The statement so subtly and frankly said rings in my head as it not just serves as a fact but a scream for help. At this point, I serve no purpose here at this house. Depression exuding from the place wraps around my neck like a noose and strangles me. The prospect of me standing here any longer frightens me.
“I-” I hesitate to apologize. Pity would just be an inconvenience for her as always. “I’ll just go now.” I bail out, heading back down the road. Coward, whispers my conscience. I had expected for the outcome to be different, yet I am the same shadow produced by the others who neglected her. Would she see my retreating back to be the same as the others who gave up, or would her vision blur me from her memory of today?
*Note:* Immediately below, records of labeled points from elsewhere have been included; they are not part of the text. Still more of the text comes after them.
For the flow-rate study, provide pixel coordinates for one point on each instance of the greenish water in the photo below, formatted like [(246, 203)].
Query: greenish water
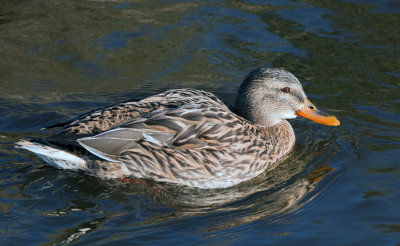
[(340, 185)]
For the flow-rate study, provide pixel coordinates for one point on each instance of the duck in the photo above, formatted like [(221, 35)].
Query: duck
[(186, 137)]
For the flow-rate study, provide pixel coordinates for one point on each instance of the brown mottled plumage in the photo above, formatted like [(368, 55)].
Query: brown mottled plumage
[(183, 136)]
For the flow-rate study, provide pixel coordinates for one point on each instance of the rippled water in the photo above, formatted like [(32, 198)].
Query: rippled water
[(339, 186)]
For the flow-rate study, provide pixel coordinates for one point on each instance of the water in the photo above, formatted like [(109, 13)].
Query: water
[(340, 185)]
The words shared by her today continue to haunt me.
Home? That’s strange. I can’t come into a house constructed solely by sorrow.
Whoa. Nice work, K. This reads like one of the literary classics of the early 1900’s.
Cheers,
Mitch
@K: Great to see you back. Fantastic job.
Shadows of the past burn dots into the rare side of my happiness.
I lose in their aftermath, murmuring endless inner-screams.
I know exactly from whence this comes.
I commiserate.
In labor, births the masterpiece – if that;s any consolation.
Cheers,
Mitch
Adrié woke with a sharp, static pain running the length of her side. It almost felt good. She’d been starting to worry.
It’d been 36 hours since her run-in with Elam in the market, and she’d been hiding out in a seedy little corner of Marrakesh, a safe house she’d saved off the grid, until her left side came back online. Just that brief touch from Elam had fried her wiring, and she wouldn’t be ready to keep running until her brain rebooted her nervous system.
That’s how she looked at it, like hardware and software, a piece of complex machinery, a mess of mass, wire and fluid, ready to manipulated, overclocked or destroyed. When you are one of the rarest people on the planet, it changes your perspective about the human condition to something a little more utilitarian.
They’d explained it all to her, before she was old enough to understand. Something about molecular evolution, genetic drifting, chromosomal mutation in utero. Back then all she knew for sure was that she was different, and when she got mad she hurt people.
She knew she wasn’t done hurting people.
Elam was just the beginning. She’d escaped The Cage, the prison they’d built for those that didn’t play nice, so they sent her a shadow, one of the best. She crushed his heart in broad daylight, in the middle of the market, as the screaming crowd scattered in panic around them. She could still feel it, like a wringing a sponge. He had it coming.
But Durham would send more. He said as much on the phone, the last call Elam’s cell would ever receive, which she lifted off his lifeless body. “I’m proud of you, Adrié,” he condescended. Prick. “But you know it doesn’t end here. You know I never lose.”
“Ak rzegh iwlaqnik,” she told him, cursing him in berber, the particular Moroccan dialect she knew he didn’t know. Didn’t matter. He got the message.
She was coming for him. She would burn a trail of scorched earth to finish this, to be free of him. She’d deal with the aftermath in the afterlife, or whatever came later.
Your time is almost up, she murmured. She looked out the dusty window at the setting sun on the tin roofs beyond, working her left hand into a fist, as the feeling slowly returned. She was almost ready. That’s when she noticed it.
There was a red dot on her chest.
Don! that was fantastic!!!
I love Google – that was a mean insult. LOL
Cheers,
Mitch
Thanks, Mitch! This is too much fun. And berber is a surprisingly versatile language to curse with.